I wonder if there is an opportunity for API improvement here more than anywhere else. I haven't thought far in this direction but we have this same pain on fontawesome.com. The library is pretty unwieldy and we'd like to separate components out that don't rely on it.

This is also a very good point. I know I have suggested these improvements in the vue package, but I realize that the bulk of this should probably be handled by the svg-core package or some other generic package that can tie to webpack independently of vuejs if we go with the build-time solution.

kawazoe avatar Apr 06 '20 17:04 kawazoe

Not everyone uses vuecli, and any solution we choose here would probably tie us to webpack.

Yep, good point. We can assume most people are using Webpack but if we create a dependency on it that has some negative consequences. 🤔

I wasn't sure of your expertise around all of this [webpack plugins]

I think we can swing this if we decide to do it and I'm not overly concerned with maintenance or development effort.

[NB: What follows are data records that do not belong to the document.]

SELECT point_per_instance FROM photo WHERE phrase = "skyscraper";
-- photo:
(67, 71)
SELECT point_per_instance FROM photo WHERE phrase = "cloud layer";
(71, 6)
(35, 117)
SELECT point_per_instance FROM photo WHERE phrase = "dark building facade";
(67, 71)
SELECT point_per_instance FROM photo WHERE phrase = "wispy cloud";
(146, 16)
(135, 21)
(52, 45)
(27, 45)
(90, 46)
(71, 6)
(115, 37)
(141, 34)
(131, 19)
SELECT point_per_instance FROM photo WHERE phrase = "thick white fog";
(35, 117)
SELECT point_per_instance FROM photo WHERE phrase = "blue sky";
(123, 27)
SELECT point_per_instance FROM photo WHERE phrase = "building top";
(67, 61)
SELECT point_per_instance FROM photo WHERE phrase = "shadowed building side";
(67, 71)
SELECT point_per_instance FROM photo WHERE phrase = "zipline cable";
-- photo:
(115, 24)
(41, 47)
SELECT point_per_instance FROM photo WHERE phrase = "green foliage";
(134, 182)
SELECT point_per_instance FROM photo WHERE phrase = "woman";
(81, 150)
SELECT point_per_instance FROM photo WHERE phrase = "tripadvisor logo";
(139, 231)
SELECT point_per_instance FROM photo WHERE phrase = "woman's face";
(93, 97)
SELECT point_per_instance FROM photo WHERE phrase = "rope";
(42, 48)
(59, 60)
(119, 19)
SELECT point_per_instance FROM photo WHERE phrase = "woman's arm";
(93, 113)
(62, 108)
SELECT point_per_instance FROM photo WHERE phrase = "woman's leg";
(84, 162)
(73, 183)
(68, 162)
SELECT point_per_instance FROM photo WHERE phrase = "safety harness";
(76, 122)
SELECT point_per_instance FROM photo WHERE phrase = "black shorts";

We could use the webpack config file to list symbols we want to include, similar to the current library. We should probably generate a single file and include it in a way that would be chunkable for independent caching.

Explicit is the way to go. So yes, webpack config, .faiconsrc.json file in the root, something like that.

I know I have suggested these improvements in the vue package, but I realize that the bulk of this should probably be handled by the svg-core package or some other generic package

Yeah, this feels bigger than just the Vue component. I might end up re-framing the spirit of this work and posting it on the main FortAwesome/Font-Awesome repo.

robmadole avatar Apr 07 '20 14:04 robmadole

Hey @robmadole , It's been a while since the last time we discussed this. I've had a small hack around the FontAwesomeIcon component in my personal project for a long time and it recently stopped working. That prompted me into coming back to this issue and looking into what it would take to get this stuff actually going.

I forked the repo and added a "proper" implementation for v3.x, if you want to take a look. The solution shows some advantages to not doing this at compile time, which is great as it makes this a lot simpler, but still shows that support from fontawesome-svg-core might be a good thing.

I also took a few liberties that might goes against some core ideas around the library, but they aren't necessary for the solution to work. If you want to take a look: https://github.com/kawazoe/vue-fontawesome/tree/3.x I also added some of info about the reasoning and how to use it in the readme. From my tests so far, it seems to work great. I haven't really added any unit tests though, since this is more of a prototype at this point.

I'd love to get your feedback, and if you think it's a good idea, maybe turn this into a proper PR.